Government shows little interest
Human life is not worth much in eastern Congo, Ebola victims are realizing. Although there is considerable aid from abroad, the Congolese government has shown little interest in helping those of its citizens affected by the virus.
This lack of interest was also demonstrated recently in a different context. In a desperate bid to draw attention to the daily violence they face, against which they feel powerless, people in the provincial capital, Bunia, processed through the streets, bearing the head of a woman who had been decapitated. Their cry for help left the government cold. Those hoping for an official reaction from those in power in the capital, Kinshasa, 3,000 kilometers (1,864 miles) away, waited in vain. When contacted by DW for a reaction, the interior minister simply said the demonstration was fake news.
However, the people living in the regions affected by Ebola are also contributing to the failure to bring the outbreak to an end. Many are poorly educated, and distrust modern medicine and the foreigners who have come to help. They are afraid of the medication and vaccinations. Helpers are frequently prevented from entering villages, sometimes they are even attacked. This dramatically low level of education is also a result of neglect and decadeslong war. Poor infrastructure also plays a role; many streets and medical centers are in a disastrous condition.

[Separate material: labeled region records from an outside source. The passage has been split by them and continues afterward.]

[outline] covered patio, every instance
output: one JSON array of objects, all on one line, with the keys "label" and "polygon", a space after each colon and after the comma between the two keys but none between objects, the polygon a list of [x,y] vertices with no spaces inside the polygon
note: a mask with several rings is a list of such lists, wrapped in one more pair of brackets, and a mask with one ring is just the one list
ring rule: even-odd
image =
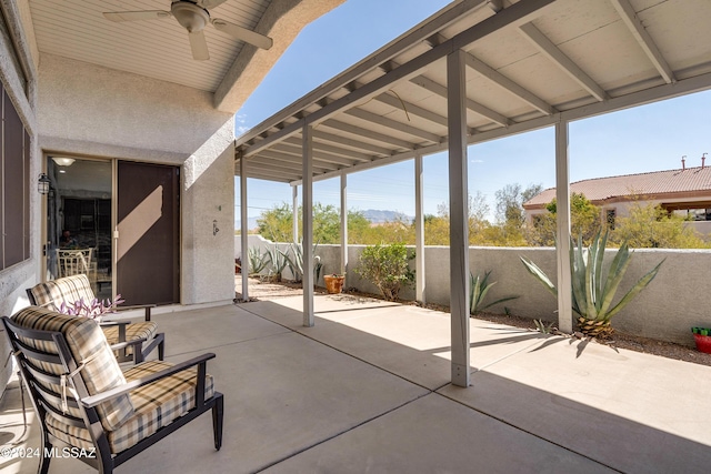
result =
[{"label": "covered patio", "polygon": [[[348,262],[348,174],[414,160],[417,274],[423,261],[422,157],[448,152],[451,381],[469,386],[469,145],[554,129],[558,325],[573,331],[569,125],[711,88],[711,3],[462,0],[401,34],[237,139],[241,248],[248,178],[302,188],[303,261],[313,259],[313,182],[338,178],[341,271]],[[501,167],[510,167],[501,157]],[[298,219],[293,219],[298,222]],[[298,241],[294,229],[294,241]],[[312,272],[304,272],[312,288]],[[243,294],[248,293],[247,286]],[[670,293],[669,297],[673,297]],[[417,300],[427,299],[422,279]],[[314,324],[312,292],[303,325]]]},{"label": "covered patio", "polygon": [[[157,314],[168,360],[214,352],[224,444],[209,416],[129,461],[130,472],[703,472],[711,367],[469,320],[472,386],[450,382],[449,314],[349,295]],[[22,435],[13,382],[4,446]],[[34,472],[37,458],[0,470]],[[50,472],[93,472],[54,458]]]}]

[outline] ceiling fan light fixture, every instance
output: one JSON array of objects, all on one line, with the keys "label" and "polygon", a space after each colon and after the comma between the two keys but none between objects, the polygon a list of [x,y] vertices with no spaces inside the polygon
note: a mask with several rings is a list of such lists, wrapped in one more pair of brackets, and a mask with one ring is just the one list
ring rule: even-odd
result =
[{"label": "ceiling fan light fixture", "polygon": [[189,32],[202,31],[210,22],[208,10],[190,1],[177,1],[170,6],[170,12],[181,27]]}]

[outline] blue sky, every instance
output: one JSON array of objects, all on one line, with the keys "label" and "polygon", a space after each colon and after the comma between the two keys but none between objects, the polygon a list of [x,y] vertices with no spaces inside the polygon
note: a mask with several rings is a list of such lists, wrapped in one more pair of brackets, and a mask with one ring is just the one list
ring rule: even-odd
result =
[{"label": "blue sky", "polygon": [[[237,113],[237,134],[259,124],[338,75],[408,29],[439,11],[448,0],[348,0],[304,30]],[[570,124],[570,178],[631,174],[701,165],[711,153],[711,91],[685,95]],[[529,132],[469,148],[469,190],[481,191],[493,211],[494,193],[507,184],[555,184],[553,129]],[[425,157],[424,212],[448,201],[447,154]],[[414,215],[414,163],[405,161],[348,178],[348,206]],[[236,178],[239,196],[239,177]],[[281,202],[291,186],[248,181],[248,215]],[[301,192],[300,192],[301,194]],[[339,180],[318,181],[314,202],[339,205]],[[239,201],[239,199],[238,199]],[[236,222],[239,202],[236,202]],[[493,218],[493,215],[490,215]]]}]

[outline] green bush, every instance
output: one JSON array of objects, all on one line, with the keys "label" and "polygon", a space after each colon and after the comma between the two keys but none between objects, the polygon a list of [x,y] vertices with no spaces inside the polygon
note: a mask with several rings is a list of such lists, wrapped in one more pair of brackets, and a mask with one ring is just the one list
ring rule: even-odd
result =
[{"label": "green bush", "polygon": [[409,265],[412,259],[414,252],[402,243],[369,245],[360,255],[356,273],[378,286],[385,300],[395,301],[401,288],[414,283],[414,271]]}]

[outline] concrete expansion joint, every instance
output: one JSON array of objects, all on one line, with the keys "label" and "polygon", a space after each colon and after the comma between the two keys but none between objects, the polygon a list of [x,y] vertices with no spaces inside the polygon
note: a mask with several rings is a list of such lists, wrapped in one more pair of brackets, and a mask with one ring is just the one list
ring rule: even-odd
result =
[{"label": "concrete expansion joint", "polygon": [[[468,410],[472,410],[472,411],[474,411],[474,412],[478,412],[478,413],[480,413],[480,414],[482,414],[482,415],[484,415],[484,416],[488,416],[488,417],[490,417],[490,418],[492,418],[492,420],[498,421],[499,423],[503,423],[504,425],[511,426],[511,427],[512,427],[512,428],[514,428],[514,430],[518,430],[518,431],[520,431],[520,432],[522,432],[522,433],[525,433],[525,434],[528,434],[528,435],[531,435],[531,436],[533,436],[533,437],[535,437],[535,438],[538,438],[538,440],[541,440],[541,441],[543,441],[543,442],[545,442],[545,443],[552,444],[553,446],[560,447],[561,450],[565,450],[565,451],[568,451],[569,453],[577,454],[578,456],[581,456],[581,457],[584,457],[585,460],[592,461],[593,463],[599,464],[599,465],[601,465],[601,466],[604,466],[604,467],[607,467],[607,468],[609,468],[609,470],[611,470],[611,471],[614,471],[614,472],[617,472],[617,473],[622,473],[622,472],[623,472],[623,471],[620,471],[620,470],[618,470],[618,468],[612,467],[612,466],[611,466],[611,465],[609,465],[609,464],[602,463],[602,462],[600,462],[599,460],[595,460],[594,457],[590,457],[589,455],[587,455],[587,454],[584,454],[584,453],[581,453],[581,452],[575,451],[575,450],[571,450],[571,448],[570,448],[570,447],[568,447],[568,446],[564,446],[564,445],[562,445],[562,444],[560,444],[560,443],[557,443],[557,442],[551,441],[551,440],[549,440],[549,438],[547,438],[547,437],[543,437],[543,436],[541,436],[541,435],[538,435],[538,434],[535,434],[535,433],[533,433],[533,432],[531,432],[531,431],[529,431],[529,430],[522,428],[521,426],[514,425],[513,423],[511,423],[511,422],[509,422],[509,421],[507,421],[507,420],[504,420],[504,418],[501,418],[501,417],[499,417],[499,416],[494,416],[494,415],[492,415],[492,414],[491,414],[491,413],[489,413],[489,412],[485,412],[485,411],[483,411],[483,410],[477,409],[475,406],[472,406],[472,405],[468,405],[468,404],[465,404],[465,403],[461,402],[460,400],[452,399],[451,396],[448,396],[447,394],[439,392],[440,390],[444,389],[444,386],[448,386],[448,385],[451,385],[451,384],[449,384],[449,383],[448,383],[448,384],[445,384],[445,385],[443,385],[443,386],[441,386],[441,387],[437,389],[437,390],[438,390],[437,394],[438,394],[438,395],[440,395],[440,396],[443,396],[444,399],[447,399],[447,400],[449,400],[449,401],[451,401],[451,402],[454,402],[454,403],[457,403],[457,404],[459,404],[459,405],[462,405],[462,406],[464,406],[464,407],[465,407],[465,409],[468,409]],[[474,385],[474,384],[472,383],[472,385]],[[471,389],[470,389],[470,390],[471,390]]]}]

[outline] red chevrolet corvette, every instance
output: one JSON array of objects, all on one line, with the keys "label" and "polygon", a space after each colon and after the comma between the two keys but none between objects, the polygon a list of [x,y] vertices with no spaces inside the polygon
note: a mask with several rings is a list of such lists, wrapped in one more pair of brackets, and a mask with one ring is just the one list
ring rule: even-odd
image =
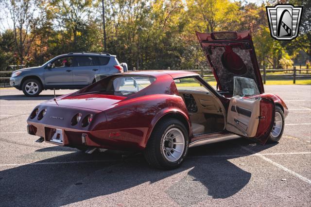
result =
[{"label": "red chevrolet corvette", "polygon": [[241,137],[278,141],[288,110],[279,97],[264,93],[249,31],[196,35],[217,90],[185,71],[99,76],[35,107],[28,133],[88,153],[143,151],[150,164],[163,169],[179,166],[189,147]]}]

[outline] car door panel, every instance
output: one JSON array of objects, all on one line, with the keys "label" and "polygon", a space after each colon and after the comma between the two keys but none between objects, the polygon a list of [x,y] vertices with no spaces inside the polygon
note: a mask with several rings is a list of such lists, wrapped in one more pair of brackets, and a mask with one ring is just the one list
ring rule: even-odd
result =
[{"label": "car door panel", "polygon": [[273,101],[261,98],[254,80],[234,77],[234,96],[227,113],[226,129],[265,143],[274,122]]},{"label": "car door panel", "polygon": [[77,55],[75,56],[73,67],[73,82],[78,85],[90,84],[98,74],[100,67],[95,56]]},{"label": "car door panel", "polygon": [[245,137],[255,137],[259,123],[260,102],[232,98],[227,116],[227,130]]},{"label": "car door panel", "polygon": [[[44,71],[44,82],[49,86],[73,85],[72,67],[71,63],[64,61],[71,60],[71,57],[65,56],[58,58],[52,63],[53,67],[47,68]],[[64,62],[64,63],[63,63]],[[63,65],[61,65],[63,64]]]}]

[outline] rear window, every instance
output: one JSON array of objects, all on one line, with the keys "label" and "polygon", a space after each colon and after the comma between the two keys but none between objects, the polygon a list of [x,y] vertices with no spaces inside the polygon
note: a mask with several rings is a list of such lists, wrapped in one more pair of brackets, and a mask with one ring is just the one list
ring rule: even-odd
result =
[{"label": "rear window", "polygon": [[75,66],[93,66],[99,65],[97,57],[95,56],[76,56],[75,57]]},{"label": "rear window", "polygon": [[105,66],[108,64],[109,61],[110,60],[110,57],[98,57],[99,59],[99,64],[101,66]]},{"label": "rear window", "polygon": [[100,91],[107,94],[127,96],[137,93],[151,85],[156,78],[150,76],[124,75],[104,78],[100,74],[97,75],[96,80],[104,80],[94,86],[92,91]]},{"label": "rear window", "polygon": [[136,93],[150,85],[155,78],[145,76],[119,77],[113,80],[110,89],[122,93]]}]

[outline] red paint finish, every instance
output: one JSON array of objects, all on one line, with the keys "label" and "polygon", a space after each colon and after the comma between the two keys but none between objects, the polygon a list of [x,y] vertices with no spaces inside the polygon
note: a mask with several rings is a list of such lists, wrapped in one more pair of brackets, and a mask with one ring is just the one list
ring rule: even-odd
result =
[{"label": "red paint finish", "polygon": [[255,138],[264,144],[273,126],[276,109],[273,100],[266,98],[260,100],[260,118]]},{"label": "red paint finish", "polygon": [[263,93],[262,94],[260,94],[260,97],[261,98],[265,98],[273,100],[275,104],[278,104],[283,109],[284,118],[286,118],[286,117],[287,117],[289,113],[287,106],[282,99],[281,99],[278,96],[272,93]]},{"label": "red paint finish", "polygon": [[[221,35],[219,35],[219,34],[224,34],[226,33],[230,33],[231,34],[233,34],[234,35],[230,35],[227,36],[226,38],[229,38],[228,39],[215,39],[215,35],[217,35],[219,36],[222,36]],[[241,74],[243,74],[243,72],[246,71],[246,68],[242,61],[241,59],[241,57],[234,52],[233,52],[231,49],[239,48],[242,50],[248,51],[251,57],[254,73],[256,78],[255,81],[257,83],[258,89],[260,93],[262,93],[264,92],[261,75],[258,66],[257,58],[252,40],[252,36],[249,30],[242,32],[221,32],[210,34],[204,34],[196,32],[195,34],[203,49],[205,56],[212,69],[212,71],[213,72],[214,76],[217,82],[218,86],[220,90],[224,90],[223,88],[222,88],[222,85],[227,84],[226,82],[228,80],[227,78],[225,81],[226,83],[221,83],[220,78],[218,77],[216,71],[215,66],[214,65],[215,63],[213,64],[213,61],[211,60],[210,54],[212,52],[213,48],[214,48],[215,47],[221,47],[226,49],[230,49],[229,51],[226,50],[224,53],[225,55],[224,57],[225,59],[226,57],[227,56],[228,57],[227,59],[224,60],[225,64],[224,66],[228,67],[228,69],[231,71],[235,71],[234,73],[238,76]],[[224,38],[225,38],[225,36],[223,36],[224,37]],[[230,53],[232,55],[225,55],[227,53]],[[225,73],[225,72],[224,71],[223,73]],[[229,98],[230,97],[229,94],[225,95],[226,97]],[[231,94],[231,95],[232,96],[232,94]]]},{"label": "red paint finish", "polygon": [[[30,134],[44,137],[50,142],[49,132],[51,129],[58,129],[63,130],[64,143],[61,145],[64,146],[142,150],[158,121],[164,116],[175,117],[178,115],[188,123],[186,127],[192,141],[189,115],[182,98],[178,95],[173,79],[198,75],[184,71],[151,71],[125,73],[106,78],[133,74],[151,76],[156,81],[139,92],[124,97],[93,90],[104,86],[104,80],[108,79],[103,79],[75,93],[58,97],[56,102],[52,100],[45,102],[35,107],[39,109],[39,113],[46,109],[45,116],[40,120],[37,116],[27,120]],[[279,97],[273,94],[261,96],[281,104],[285,111],[287,110]],[[225,107],[228,99],[219,98]],[[92,114],[92,121],[84,127],[81,121],[72,125],[71,120],[78,113],[82,114],[81,121]],[[193,140],[204,138],[198,137]]]}]

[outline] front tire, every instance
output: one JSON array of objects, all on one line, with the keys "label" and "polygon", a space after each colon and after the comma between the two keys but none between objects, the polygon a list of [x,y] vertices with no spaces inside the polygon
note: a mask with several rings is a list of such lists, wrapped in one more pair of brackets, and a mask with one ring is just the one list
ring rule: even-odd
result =
[{"label": "front tire", "polygon": [[189,145],[188,133],[184,124],[174,119],[165,119],[154,129],[144,155],[153,167],[173,169],[185,159]]},{"label": "front tire", "polygon": [[284,126],[284,118],[283,110],[278,106],[276,106],[276,114],[273,127],[269,136],[268,141],[270,143],[278,142],[282,137]]},{"label": "front tire", "polygon": [[42,91],[42,85],[36,79],[28,79],[25,81],[22,86],[23,92],[26,96],[37,96]]}]

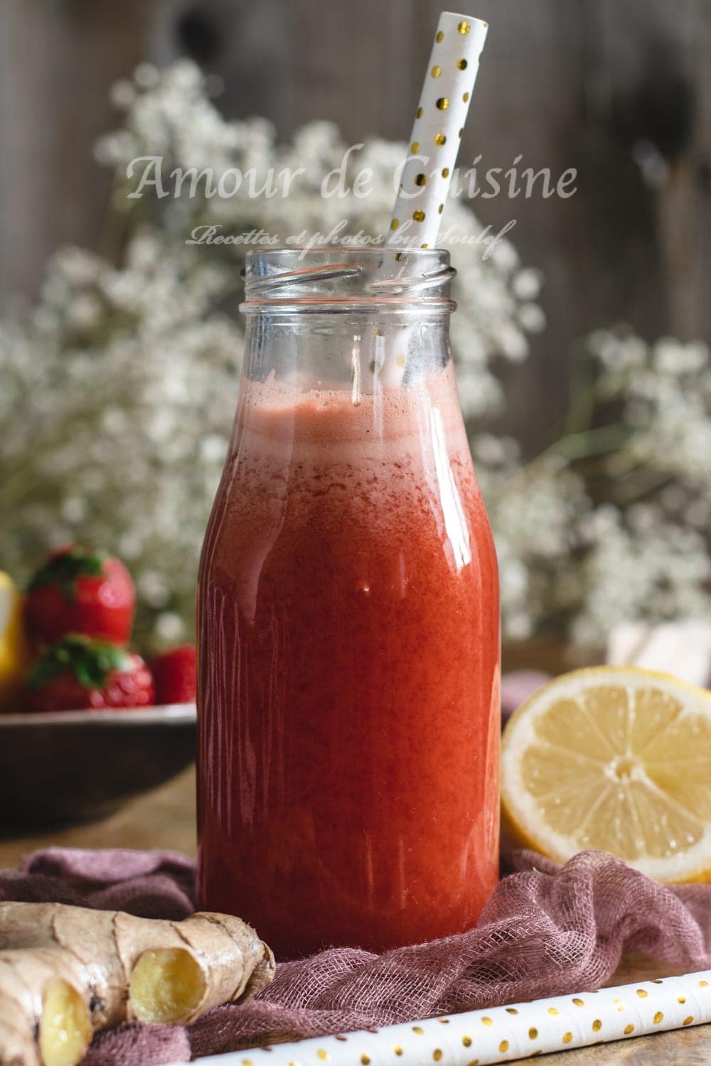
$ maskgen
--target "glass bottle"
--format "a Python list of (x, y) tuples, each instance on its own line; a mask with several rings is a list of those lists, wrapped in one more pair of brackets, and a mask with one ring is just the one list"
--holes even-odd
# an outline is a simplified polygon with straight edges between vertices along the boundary
[(471, 927), (499, 599), (439, 251), (251, 253), (198, 581), (198, 893), (277, 957)]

Many of the country's decision-makers are also poorly educated and not sufficiently informed in order to do their role justice. In fact, it was a priest who brought the virus to Goma, a city with a population of some 2 million, in July. Although the man was already showing symptoms of the disease, he traveled by bus.
WHO reaction too late
Mobility is also part of the problem. The province of North Kivu is a major transit hub bordering on both Uganda and Rwanda. It's regrettable that the World Health Organization took such a long time to declare an international emergency, waiting until mid-July, almost a year after the outbreak began.
Now there is rivalry between pharmaceutical companies and arguments over which vaccine should be used. Everyone wants to benefit from the situation, said Congo's health minister, before he threw in the towel some 10 days ago. It's unclear whether his resignation was a result of the "pressure from all sides" which he had criticized, or his own inability to bring the epidemic under control. What is clear is that Ebola will soon have taken the lives of 1,800 people.